Se decidió. -¡No, ya no! –dijo con rabia. Y salió corriendo. Él se sorprendió y frunció el ceño con extrañeza al ver que ella dejaba la habitación desesperada. Suspiró y a zancadas fue a darle el alcance para ver qué era lo que pasaba. Bajó las escaleras y no la ubicó. -¿Elizabeth? –llamó- Vamos, cariño, debes regresar, los niños te pueden ver así y no queremos traumarlos. Amor… Caminó por la sala, por el pasillo y llegó a la cocina. Uno de los cajones estaba abierto y su contenido desordenado.

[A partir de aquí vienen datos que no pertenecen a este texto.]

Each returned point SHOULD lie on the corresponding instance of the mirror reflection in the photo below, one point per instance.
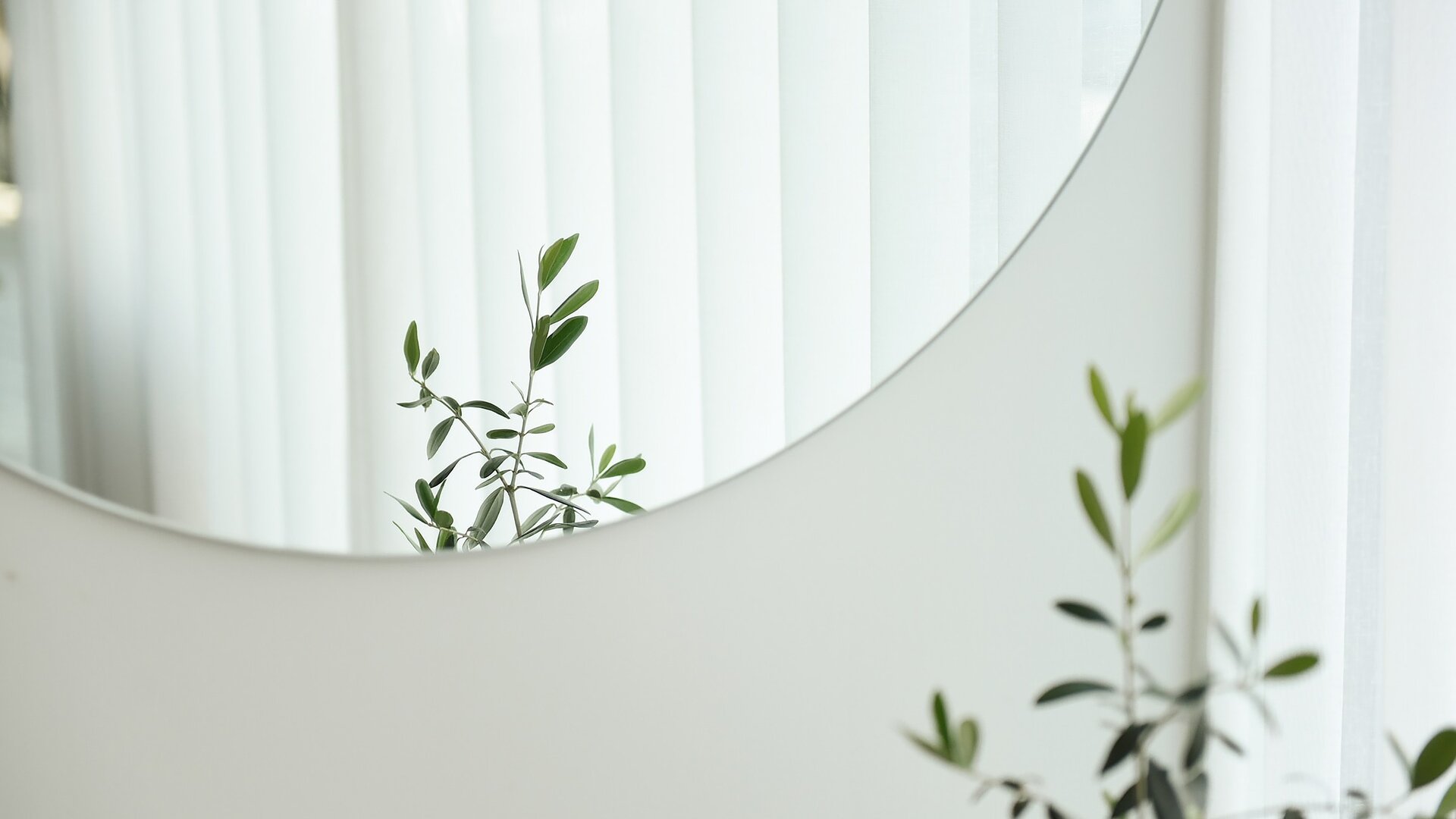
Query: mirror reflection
(221, 219)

Odiaba las cosas desordenadas e iba a acomodarlo cuando se quedó sin aire, sintió algo frío y como un algo extraño que ingresaba dolorosamente… -Ahora vas a pegarme el doble, amor… -espetó colérica la voz de ella a sus espaldas. Elizabeth había atestado el cuchillo de cocina en la espalda de él y hubiese seguido dando puñaladas inciertas si un grito no la hubiese asustado y detenido. En la puerta de la cocina estaba Conny, la madre de Mireya. Diario de una comunicadora


-¡Oh Dios! –exclamó la mujer. Elizabeth abrió los ojos de par en par y soltó el objeto. Retrocedió a medida que comenzaba a negar con la cabeza. Miró a Raúl y vio que estaba arrodillado sobre el piso jadeando. -¿Johanna? –musitó llorosa. -Se ha quedado en el carro… no iba a bajar hasta llamarla… ¡Una ambulancia, señor! –gritó Conny. Elizabeth vio todo en cámara lenta. Conny llamando, los paramédicos acudiendo, atendiendo a Raúl, interrogando a Conny, llevándosela a ella… de pronto estaba frente a los policías… no podía decir nada, no podía hablar… -Señora ¿va a contestar? -Yo… él debía morir… va a volver a golpearme… va a volver a golpearme… El tiempo pasó. Ella estuvo en prisión y se sintió tranquila y en paz. Con los años recibió tratamiento psicológico. Sus hijos fueron a vivir con sus padres y al terminar su condena y volver a ver el mundo, fue como haber nacido por segunda vez. Elizabeth decía que era una mujer maravillosa y fuerte, pero era consciente de que aún tenía miedo. Cuando le tocó preguntar sobre Raúl supo que éste había tenido un destino parecido al de ella y que aún estaba en rehabilitación.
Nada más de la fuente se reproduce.